Das sollte Aufgabe aller Freundinnen und Freunde der Bahn sein. Und das ist nicht zuletzt die Aufgabe der Gewerkschaften, die im Bahnbereich vertreten sind.
Am Ende dieses Textes gehen wir auf drei exemplarische Bahnunfälle aus jüngerer Zeit ein, die jeweils mit dem Tod von Menschen verbunden sind, und in denen exakt diese problematische Herangehensweise des Suchens nach Bauernopfer festzustellen ist: Auf denjenigen in Brühl im Jahr 2000 (neun Tote), auf denjenigen in Hordorf im Jahr 2011 (zehn Tote) und auf denjenigen in Bad Aibling im Jahr 2016 (zwölf Tote). In allen drei Fällen wurde seitens der Verantwortlichen und teilweise seitens der damit befassten Gerichte auf das besagte „menschliche Versagen“ abgehoben. Bahnbeschäftigte der unteren Hierarchie-Ebene wurden für diese Unfälle verantwortlich gemacht, obgleich in Wirklichkeit die entscheidende Verantwortung an höherer Stelle im System Schiene, im Konzern Deutsche Bahn AG, im Bereich Verkehrspolitik (Bundesverkehrsministerium) beziehungsweise bei der Aufsicht über die Sicherheit im Schienenverkehr (Eisenbahn-Bundesamt) lag.
Zweitens. Es gibt einen unauflöslichen Widerspruch zwischen dem Ausbau des Straßenverkehrs und dem Ausbau der Schieneninfrastruktur. Beides zusammen geht nicht. Und hierzulande finden bis zum heutigen Tag ein Ausbau der Straße und ein Abbau der Schiene statt.

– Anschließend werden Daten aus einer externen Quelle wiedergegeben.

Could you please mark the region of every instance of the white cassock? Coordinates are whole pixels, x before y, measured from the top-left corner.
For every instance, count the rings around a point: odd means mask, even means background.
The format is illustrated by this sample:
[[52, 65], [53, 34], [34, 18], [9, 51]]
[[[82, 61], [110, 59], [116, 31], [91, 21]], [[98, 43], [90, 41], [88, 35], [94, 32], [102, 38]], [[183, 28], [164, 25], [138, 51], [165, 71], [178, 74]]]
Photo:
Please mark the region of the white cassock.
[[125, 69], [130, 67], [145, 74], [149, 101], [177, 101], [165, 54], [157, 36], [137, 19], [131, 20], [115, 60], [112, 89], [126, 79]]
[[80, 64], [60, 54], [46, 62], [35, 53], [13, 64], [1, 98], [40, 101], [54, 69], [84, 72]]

Das System Schiene steht in einem grundsätzlichen Wettbewerb zum Straßenverkehr. Obgleich in der Politik seit mehr als zwei Jahrzehnten – im Einklang mit der allgemeinen Umwelt- und Klimadebatte – behauptet wird, es gebe einen „Vorrang Schiene“, findet das Gegenteil statt: Es gibt einen fortgesetzten Ausbau des Straßenverkehrs (und im Übrigen auch des Flugverkehrs) und einen permanenten Abbau der Schieneninfrastruktur. Von Jahr zu Jahr wird der Investitionsstau im Bereich Schiene größer. Es gibt damit immer deutlicher ein Fahren auf Verschleiß. Das wurde in den letzten zehn Jahren in mehr als einem halben Dutzend Berichten des Bundesrechnungshofs dokumentiert. Dieser allgemeine antagonistische Widerspruch Straße-Schiene lässt sich beim Burgrain-Unglück konkretisieren: Ein wesentlicher Faktor bei diesem Unglück besteht darin, dass als Ergebnis
eines autobahnähnlichen Straßenausbaus vor gut zwei Jahrzehnten am Bahndamm just an der Unglücksstelle ein gefährlicher Steilhang mit einem im Fall eines entgleisten Zugs todbringenden Bachbett geschaffen wurde.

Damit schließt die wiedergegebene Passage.